Manuel opens up about mental, physical health struggles
At an emotional post-race news conference, Manuel detailed the difficult year that led to Thursday's disappointment. She revealed for the first time that she was diagnosed with "overtraining syndrome" in March, a condition she'd never heard of until then. Symptoms first arose in January, then escalated. She spent three weeks away from the pool, away from workouts of any kind, just two months before trials.
"It was kind of one of those bittersweet moments where my body wasn't doing what I knew it was capable of," she said.
Her exhaustion, she explained, was both mental and physical. She dealt with muscle soreness, insomnia, an elevated heart rate, anxiety and depression. She struggled to eat at times. She'd get "gassed" just climbing stairs. She loves the sport of swimming, but reached a point where she didn't even want to practice.
The pandemic, she said, and the isolation it required, might have contributed to all of this.
"Being a Black person in America played a part in it" too, she said. "This last year for the Black community has been brutal, and I can't say that that wasn't something that I saw. It's not something I can ignore. It was just another factor that can influence you mentally in a draining way.” As one of the few elite Black swimmers, she was often asked about the Black Lives Matter movement, about racism, about the sport's lack of diversity; far more often than her white peers were.

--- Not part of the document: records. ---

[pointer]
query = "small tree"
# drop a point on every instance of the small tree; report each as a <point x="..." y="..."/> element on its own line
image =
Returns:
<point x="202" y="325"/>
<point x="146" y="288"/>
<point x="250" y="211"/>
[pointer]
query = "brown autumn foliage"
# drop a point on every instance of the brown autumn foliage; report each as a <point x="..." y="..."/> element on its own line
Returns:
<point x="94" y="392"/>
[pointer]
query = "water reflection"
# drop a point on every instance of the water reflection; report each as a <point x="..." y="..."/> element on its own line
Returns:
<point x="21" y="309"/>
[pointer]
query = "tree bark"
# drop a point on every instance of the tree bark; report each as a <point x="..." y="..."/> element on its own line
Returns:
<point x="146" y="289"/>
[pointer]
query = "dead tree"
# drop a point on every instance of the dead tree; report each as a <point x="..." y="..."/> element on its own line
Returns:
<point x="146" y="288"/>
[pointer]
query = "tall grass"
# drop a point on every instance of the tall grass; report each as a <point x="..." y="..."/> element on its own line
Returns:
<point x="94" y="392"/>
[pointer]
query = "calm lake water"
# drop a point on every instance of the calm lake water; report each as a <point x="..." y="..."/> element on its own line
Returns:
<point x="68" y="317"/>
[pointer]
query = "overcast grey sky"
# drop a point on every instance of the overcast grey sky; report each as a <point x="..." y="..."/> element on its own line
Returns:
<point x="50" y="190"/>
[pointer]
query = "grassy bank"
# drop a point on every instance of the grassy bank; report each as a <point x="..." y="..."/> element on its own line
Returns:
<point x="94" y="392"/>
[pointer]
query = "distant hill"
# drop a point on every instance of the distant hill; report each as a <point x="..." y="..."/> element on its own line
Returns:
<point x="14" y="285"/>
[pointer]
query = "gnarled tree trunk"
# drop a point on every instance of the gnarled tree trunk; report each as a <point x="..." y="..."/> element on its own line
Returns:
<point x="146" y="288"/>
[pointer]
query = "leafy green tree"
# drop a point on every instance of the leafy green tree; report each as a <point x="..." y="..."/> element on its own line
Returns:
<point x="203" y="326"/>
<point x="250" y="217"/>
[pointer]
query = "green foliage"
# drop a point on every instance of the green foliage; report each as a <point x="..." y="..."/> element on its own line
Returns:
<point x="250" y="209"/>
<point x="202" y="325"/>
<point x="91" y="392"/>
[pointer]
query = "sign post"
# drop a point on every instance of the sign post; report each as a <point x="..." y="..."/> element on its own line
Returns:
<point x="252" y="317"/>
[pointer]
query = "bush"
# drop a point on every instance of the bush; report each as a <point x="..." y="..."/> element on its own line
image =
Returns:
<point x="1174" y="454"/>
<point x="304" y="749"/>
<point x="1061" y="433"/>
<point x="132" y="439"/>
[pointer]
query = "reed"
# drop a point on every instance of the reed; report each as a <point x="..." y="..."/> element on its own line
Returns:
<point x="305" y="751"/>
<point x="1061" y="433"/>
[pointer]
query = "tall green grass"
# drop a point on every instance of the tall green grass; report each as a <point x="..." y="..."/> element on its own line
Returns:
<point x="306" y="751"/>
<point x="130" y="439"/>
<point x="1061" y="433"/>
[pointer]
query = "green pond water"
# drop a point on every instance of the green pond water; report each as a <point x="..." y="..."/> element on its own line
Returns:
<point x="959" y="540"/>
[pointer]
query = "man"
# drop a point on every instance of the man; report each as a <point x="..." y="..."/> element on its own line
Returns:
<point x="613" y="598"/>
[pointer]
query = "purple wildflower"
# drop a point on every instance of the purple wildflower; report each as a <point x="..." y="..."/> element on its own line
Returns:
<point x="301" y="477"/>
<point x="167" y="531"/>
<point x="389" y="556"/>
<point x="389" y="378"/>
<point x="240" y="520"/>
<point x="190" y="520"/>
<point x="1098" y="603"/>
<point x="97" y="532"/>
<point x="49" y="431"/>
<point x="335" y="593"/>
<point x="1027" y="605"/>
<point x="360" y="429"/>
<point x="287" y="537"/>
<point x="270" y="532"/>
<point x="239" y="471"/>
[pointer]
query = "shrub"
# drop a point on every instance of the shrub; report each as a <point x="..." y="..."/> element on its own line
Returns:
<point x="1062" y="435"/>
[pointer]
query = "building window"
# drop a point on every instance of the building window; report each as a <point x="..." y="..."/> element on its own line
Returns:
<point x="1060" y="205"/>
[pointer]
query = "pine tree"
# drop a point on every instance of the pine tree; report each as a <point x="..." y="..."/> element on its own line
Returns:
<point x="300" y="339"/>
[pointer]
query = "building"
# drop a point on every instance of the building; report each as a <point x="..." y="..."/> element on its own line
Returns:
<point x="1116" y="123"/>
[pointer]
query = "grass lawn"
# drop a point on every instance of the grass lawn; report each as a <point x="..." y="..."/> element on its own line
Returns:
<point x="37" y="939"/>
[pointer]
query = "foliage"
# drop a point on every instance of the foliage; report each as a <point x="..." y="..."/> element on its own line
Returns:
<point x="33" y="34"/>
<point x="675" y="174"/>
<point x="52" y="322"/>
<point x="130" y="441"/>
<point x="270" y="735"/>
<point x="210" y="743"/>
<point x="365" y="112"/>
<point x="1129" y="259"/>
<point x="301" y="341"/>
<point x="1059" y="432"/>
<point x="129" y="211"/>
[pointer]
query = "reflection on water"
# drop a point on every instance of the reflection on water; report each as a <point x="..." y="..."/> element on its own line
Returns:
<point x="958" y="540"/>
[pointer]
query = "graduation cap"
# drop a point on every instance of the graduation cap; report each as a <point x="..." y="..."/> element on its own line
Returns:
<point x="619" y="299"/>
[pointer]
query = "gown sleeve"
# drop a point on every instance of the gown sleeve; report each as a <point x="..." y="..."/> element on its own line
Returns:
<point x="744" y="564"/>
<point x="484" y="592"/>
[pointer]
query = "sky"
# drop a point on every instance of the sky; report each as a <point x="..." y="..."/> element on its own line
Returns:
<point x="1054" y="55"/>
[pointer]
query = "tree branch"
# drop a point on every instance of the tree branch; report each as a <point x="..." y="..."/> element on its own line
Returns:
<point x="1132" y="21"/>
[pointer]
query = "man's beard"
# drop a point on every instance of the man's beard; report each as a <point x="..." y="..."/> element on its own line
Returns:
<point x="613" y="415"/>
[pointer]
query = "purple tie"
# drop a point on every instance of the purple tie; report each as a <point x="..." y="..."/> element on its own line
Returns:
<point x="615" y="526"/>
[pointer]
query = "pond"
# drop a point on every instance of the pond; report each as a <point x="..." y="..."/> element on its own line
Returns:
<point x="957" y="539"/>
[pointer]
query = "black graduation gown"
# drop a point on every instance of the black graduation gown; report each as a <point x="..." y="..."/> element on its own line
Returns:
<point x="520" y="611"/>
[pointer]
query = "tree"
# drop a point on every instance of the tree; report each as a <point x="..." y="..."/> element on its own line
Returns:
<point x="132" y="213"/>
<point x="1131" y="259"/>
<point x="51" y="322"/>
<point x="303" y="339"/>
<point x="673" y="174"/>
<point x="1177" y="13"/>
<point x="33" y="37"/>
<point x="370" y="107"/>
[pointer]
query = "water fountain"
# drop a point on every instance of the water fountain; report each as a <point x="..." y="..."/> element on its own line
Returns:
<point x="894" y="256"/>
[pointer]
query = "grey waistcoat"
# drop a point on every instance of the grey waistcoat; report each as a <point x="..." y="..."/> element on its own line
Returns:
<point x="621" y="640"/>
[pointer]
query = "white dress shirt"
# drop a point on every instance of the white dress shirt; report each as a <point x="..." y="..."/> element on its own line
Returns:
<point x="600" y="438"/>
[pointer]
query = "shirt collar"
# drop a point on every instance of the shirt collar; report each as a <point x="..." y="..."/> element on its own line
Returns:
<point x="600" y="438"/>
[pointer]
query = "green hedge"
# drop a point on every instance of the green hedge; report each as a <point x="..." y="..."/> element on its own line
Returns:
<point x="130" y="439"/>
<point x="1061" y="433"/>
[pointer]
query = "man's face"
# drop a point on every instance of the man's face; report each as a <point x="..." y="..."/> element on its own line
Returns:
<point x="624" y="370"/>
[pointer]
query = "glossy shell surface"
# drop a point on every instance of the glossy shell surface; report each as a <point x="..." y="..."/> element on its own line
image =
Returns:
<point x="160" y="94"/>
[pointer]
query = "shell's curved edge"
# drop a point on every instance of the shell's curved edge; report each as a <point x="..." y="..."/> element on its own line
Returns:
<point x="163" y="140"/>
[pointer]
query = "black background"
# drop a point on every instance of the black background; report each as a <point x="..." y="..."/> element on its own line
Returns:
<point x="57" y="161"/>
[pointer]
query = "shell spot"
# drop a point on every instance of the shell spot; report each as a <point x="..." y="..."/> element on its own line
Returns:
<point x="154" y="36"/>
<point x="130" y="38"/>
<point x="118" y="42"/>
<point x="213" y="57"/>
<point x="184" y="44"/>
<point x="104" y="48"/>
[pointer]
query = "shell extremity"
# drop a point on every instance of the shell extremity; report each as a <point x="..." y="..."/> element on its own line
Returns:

She cried at times as she spoke about the difficulties. She called it her "biggest fight." She's consulted with doctors. She thinks she'll get back to her best, but for now ...
"Things still feel hard," she said of her return to swimming.
Manuel's path ahead
From the outside, to those who didn't know about the struggles, her elimination on Thursday was shocking. She swam her 100 free semifinal, the first of two heats, in 54.17 seconds, more than two full seconds slower than her American record time of 52.04.
Manuel's outlook, though, was different.
"This was the first time I showed up to a meet and before I even dove in to race, I was proud of myself," she said. "I think that's a big step."
She still plans to swim the 50. Prelims are Saturday morning, semifinals Saturday night, and the final Sunday night.
"This isn't the last time you're going to see me," Manuel promised at the news conference. "And this isn't the last time I'm going to do something great in the pool."